# angelwax clarity screenwash



## OvEr_KiLL (Mar 2, 2015)

can anyone tell me if this cleans well? and does it really top up the h2go glass sealant which is on my screen already?
does it have any scent to it? angelwax did tell me it doesnt but what do you guys say.
cheers


----------



## bigkahunaburger (Jun 27, 2012)

From theSonax thread (my findings).

I haven't used this but I have been trying AW Clarity and, in my opinion, it isn't a patch on the Autoglym stuff that I've been using for years. 

Made up at a winter batch with DI water and its leaving marks on the front and back. AG doesn't leave anywhere near so many and that's using it with regular water.


----------



## bigkahunaburger (Jun 27, 2012)

Just the usual alcohol scent, which is not detectable in use at 1:4 (winter) concentration. I can't imagine that the top up is anything more than harmful, although I could be wrong. Surely anything meaningful would clog the jets, although it's Angelwax so I'll trust them on this. 

Something is causing the streaking on my screen that wasn't present on a dirty screen using AG stuff however. 

Cleaning power is excellent; the same as my AG stuff.


----------



## DrH (Oct 25, 2015)

Not got the H2go on my screen but use Angelwax shampoo and glass cleaner so got some clarity screen wash. It cleans way better than the generic stuff I was using before.

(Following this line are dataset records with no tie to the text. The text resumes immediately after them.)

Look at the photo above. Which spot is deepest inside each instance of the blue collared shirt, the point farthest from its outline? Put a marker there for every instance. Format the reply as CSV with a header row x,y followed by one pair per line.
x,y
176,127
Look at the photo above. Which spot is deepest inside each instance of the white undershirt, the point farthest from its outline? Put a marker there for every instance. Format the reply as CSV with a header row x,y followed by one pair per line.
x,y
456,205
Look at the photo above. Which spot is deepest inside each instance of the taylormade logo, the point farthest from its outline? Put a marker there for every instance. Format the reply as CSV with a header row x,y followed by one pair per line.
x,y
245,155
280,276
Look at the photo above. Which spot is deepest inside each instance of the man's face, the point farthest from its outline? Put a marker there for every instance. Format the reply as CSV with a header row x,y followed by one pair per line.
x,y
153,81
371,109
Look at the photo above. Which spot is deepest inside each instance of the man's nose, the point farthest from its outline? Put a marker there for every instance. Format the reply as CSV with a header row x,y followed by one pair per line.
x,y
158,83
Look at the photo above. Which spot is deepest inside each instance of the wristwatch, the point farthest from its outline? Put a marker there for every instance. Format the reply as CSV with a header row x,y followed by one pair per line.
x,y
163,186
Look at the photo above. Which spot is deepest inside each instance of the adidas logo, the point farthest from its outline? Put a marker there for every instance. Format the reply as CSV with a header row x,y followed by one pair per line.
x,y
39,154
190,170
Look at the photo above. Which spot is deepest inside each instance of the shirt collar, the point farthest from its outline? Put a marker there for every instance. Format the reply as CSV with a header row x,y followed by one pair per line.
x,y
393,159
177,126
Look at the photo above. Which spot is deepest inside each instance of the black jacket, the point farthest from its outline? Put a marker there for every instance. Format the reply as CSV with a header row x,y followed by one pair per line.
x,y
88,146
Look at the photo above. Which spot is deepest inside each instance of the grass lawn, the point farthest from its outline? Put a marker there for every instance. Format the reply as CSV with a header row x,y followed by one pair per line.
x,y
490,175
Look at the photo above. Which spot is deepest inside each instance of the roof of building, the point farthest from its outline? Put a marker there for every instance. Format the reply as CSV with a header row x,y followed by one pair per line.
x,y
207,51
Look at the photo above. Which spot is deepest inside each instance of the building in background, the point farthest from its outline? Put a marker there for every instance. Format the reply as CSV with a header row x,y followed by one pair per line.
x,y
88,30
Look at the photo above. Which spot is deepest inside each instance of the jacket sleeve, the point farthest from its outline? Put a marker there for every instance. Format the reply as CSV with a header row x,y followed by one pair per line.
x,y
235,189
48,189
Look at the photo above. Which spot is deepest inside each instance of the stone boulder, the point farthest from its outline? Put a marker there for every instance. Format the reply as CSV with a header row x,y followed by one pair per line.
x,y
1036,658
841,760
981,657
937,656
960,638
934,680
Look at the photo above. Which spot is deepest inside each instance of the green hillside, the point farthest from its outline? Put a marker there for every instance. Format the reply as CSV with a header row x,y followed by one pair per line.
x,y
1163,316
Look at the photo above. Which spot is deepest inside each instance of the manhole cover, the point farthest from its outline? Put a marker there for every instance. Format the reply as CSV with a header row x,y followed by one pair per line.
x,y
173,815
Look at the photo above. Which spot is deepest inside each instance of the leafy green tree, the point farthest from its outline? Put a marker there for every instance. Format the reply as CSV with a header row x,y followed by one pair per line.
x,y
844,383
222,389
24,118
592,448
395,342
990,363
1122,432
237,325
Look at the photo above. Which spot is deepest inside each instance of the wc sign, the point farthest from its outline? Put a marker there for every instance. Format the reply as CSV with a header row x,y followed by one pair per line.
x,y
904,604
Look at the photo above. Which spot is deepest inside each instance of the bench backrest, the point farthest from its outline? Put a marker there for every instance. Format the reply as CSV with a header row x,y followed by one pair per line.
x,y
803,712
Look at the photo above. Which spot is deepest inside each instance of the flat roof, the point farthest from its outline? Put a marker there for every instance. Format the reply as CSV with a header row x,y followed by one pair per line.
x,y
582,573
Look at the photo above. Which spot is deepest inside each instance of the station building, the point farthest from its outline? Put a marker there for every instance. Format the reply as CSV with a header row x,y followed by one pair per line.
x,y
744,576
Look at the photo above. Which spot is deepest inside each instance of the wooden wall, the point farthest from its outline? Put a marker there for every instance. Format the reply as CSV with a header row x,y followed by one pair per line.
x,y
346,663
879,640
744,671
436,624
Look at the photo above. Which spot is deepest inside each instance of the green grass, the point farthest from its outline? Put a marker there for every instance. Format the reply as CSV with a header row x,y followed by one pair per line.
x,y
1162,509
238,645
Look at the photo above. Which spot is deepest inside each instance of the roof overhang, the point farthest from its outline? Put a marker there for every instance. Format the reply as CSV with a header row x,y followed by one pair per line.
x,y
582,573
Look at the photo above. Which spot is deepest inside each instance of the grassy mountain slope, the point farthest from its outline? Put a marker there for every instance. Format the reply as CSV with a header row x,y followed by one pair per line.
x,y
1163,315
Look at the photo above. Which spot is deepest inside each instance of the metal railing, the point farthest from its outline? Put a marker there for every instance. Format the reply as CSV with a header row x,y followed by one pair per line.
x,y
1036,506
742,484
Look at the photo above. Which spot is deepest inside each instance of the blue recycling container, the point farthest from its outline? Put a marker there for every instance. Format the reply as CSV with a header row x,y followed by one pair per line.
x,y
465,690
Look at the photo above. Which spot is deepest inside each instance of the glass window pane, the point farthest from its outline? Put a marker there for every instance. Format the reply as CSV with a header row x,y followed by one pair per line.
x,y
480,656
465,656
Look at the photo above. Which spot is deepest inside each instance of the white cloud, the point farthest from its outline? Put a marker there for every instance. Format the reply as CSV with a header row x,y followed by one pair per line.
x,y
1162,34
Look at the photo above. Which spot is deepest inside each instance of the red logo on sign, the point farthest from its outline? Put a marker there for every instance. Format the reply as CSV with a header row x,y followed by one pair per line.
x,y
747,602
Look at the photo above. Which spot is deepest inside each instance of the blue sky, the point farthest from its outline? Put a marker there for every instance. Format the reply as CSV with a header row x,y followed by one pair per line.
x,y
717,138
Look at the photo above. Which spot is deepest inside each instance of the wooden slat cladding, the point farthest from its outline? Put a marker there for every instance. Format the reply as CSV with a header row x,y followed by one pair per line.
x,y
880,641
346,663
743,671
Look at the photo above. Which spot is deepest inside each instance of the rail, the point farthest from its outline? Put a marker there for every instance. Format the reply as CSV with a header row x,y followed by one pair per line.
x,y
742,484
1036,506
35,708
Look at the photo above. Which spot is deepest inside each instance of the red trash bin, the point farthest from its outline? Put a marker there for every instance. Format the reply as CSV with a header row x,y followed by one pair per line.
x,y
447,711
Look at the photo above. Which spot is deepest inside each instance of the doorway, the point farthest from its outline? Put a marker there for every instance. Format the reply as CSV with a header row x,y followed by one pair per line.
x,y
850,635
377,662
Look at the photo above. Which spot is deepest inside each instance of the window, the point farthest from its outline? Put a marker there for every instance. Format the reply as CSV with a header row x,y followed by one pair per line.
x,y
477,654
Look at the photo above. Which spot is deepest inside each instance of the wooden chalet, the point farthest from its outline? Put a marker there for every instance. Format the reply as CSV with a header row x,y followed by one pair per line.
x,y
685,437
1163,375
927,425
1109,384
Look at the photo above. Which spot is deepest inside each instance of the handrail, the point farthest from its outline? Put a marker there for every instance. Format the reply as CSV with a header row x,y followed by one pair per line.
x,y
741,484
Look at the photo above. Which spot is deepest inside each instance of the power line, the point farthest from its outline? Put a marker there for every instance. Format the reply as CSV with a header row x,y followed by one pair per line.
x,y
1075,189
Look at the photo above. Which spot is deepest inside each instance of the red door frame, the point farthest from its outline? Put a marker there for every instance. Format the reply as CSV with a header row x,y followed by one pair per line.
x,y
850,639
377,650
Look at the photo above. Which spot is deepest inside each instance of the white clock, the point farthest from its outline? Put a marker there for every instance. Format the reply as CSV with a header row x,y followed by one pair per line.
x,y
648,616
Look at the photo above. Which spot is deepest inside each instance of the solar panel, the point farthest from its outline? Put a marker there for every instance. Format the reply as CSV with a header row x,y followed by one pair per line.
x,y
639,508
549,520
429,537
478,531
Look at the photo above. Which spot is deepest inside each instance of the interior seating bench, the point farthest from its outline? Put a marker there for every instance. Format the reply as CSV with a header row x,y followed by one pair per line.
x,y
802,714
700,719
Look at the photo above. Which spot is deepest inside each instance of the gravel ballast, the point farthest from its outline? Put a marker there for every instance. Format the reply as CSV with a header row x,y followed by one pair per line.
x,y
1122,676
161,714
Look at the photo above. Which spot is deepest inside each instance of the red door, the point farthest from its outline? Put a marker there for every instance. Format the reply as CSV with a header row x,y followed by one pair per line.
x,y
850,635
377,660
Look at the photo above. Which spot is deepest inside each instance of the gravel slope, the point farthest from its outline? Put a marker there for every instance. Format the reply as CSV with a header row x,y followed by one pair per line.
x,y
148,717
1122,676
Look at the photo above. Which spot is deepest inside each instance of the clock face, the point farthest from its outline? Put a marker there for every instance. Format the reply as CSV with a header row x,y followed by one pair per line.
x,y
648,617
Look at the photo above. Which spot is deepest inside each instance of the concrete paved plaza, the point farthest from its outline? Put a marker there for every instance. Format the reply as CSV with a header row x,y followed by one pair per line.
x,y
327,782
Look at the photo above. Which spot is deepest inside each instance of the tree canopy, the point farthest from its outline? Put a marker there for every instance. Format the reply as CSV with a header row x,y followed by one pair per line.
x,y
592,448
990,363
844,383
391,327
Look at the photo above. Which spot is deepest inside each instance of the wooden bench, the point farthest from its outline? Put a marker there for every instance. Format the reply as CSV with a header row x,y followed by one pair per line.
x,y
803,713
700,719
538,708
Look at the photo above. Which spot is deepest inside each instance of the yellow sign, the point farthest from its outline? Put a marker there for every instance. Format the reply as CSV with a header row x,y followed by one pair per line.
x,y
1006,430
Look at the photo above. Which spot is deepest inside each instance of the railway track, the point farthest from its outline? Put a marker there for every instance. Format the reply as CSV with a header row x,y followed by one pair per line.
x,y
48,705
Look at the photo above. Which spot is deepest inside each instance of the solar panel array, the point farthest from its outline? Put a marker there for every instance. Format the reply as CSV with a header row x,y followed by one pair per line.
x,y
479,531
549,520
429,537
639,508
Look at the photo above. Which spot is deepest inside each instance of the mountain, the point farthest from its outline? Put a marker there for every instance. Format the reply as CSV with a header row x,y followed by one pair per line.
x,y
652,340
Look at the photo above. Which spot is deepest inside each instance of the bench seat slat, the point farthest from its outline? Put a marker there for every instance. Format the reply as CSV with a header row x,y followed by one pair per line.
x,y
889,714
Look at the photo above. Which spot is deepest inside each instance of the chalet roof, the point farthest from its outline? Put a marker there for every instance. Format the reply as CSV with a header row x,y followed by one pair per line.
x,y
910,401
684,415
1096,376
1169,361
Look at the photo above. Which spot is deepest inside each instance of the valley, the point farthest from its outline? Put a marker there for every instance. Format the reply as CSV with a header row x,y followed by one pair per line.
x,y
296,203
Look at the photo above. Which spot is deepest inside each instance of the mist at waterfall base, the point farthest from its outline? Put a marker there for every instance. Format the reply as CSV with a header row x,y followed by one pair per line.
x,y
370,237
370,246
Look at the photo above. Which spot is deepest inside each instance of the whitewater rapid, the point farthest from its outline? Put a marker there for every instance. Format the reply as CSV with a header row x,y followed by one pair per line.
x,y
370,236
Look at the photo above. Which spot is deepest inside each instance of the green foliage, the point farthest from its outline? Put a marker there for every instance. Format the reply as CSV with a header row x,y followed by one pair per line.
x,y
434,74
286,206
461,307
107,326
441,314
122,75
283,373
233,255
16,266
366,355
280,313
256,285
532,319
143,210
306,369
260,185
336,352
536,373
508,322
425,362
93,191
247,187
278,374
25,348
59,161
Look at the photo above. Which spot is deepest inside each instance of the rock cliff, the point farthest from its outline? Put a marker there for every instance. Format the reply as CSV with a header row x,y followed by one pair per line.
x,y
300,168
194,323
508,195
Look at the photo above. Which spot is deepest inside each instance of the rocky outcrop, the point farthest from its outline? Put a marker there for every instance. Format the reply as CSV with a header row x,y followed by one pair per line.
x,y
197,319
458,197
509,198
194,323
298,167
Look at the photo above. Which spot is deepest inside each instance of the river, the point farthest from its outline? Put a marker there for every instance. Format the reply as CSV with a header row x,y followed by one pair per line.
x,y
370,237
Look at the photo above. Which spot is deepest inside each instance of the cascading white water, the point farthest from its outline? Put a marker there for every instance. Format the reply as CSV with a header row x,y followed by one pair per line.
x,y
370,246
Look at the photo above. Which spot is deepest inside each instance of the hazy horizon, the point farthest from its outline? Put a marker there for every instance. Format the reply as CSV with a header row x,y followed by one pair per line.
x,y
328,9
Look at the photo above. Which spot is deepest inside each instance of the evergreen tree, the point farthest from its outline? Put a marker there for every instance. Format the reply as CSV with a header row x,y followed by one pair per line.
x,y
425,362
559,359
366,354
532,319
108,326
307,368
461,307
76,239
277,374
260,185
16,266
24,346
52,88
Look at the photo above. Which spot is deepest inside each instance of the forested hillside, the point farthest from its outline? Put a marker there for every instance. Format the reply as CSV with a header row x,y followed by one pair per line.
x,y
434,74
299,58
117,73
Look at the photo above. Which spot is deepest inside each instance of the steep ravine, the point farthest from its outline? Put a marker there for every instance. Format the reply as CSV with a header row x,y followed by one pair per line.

Like the glass cleaner it does not smell nice but the smell soon goes

I have found that it sometimes looks like it has streaked but then evapourates


----------



## OvEr_KiLL (Mar 2, 2015)

come on guys, there must more people on here who use clarity! does it seem to smear/streak for everyone?


----------



## mikerd4 (Oct 27, 2006)

Wasnt impressed with it tbh. Caused my blades (old and beand new) to judder like mad. Back to the sonax one shots


----------



## OvEr_KiLL (Mar 2, 2015)

ok i might try the blue sonax nano stuff then. it wont make h2go wear off too quick will it


----------



## DrH (Oct 25, 2015)

mikerd4 said:


> Wasnt impressed with it tbh. Caused my blades (old and beand new) to judder like mad. Back to the sonax one shots


Not had any judder on both are cars that it is in.
I understand that it has some of the H2go components in, since using it with light rain the small beads just roll up the screen


----------



## ed87 (Apr 6, 2015)

I've started using AG ultimate screen wash diluted 9:1 and find it pretty good so far


----------



## OvEr_KiLL (Mar 2, 2015)

cheers guys, ive ordered 500ml of ag screen wash 
http://www.autoglym-online.co.uk/?gclid=CKjTlIS4rMsCFeQp0wod9ZcMHQ
free delivery on everything! 
ive used them before and no problems


----------



## ed87 (Apr 6, 2015)

Good choice


----------



## OvEr_KiLL (Mar 2, 2015)

ed87 said:


> Good choice


thanx man, its cheap enough so il see how it goes when the green halfords stuff is used up in the washer bottle


----------



## indianbelters (Jul 19, 2014)

I've used it on all 3 of our cars since it was released, never had any issues with streaking or smears, best screenwash i've ever used, I've used it on our VW and Audi which are quite finicky about which screenwash should be used and it doesn't clog the pipes or jets at all.


----------



## Liam85 (Mar 25, 2015)

Have recently bought this myself. Very happy with it. My Halfords screenwash seemed to be affecting my H2go coating but this seems to be working great.


----------



## OvEr_KiLL (Mar 2, 2015)

Liam85 said:


> Have recently bought this myself. Very happy with it. My Halfords screenwash seemed to be affecting my H2go coating but this seems to be working great.


what did you buy, autoglym or angelwax?


----------



## Liam85 (Mar 25, 2015)

OvEr_KiLL said:


> what did you buy, autoglym or angelwax?


Angelwax Clarity.


----------



## OvEr_KiLL (Mar 2, 2015)

Liam85 said:


> Angelwax Clarity.


ok thanx, im going try the autoglym first and see what i think as it was dirt cheap


----------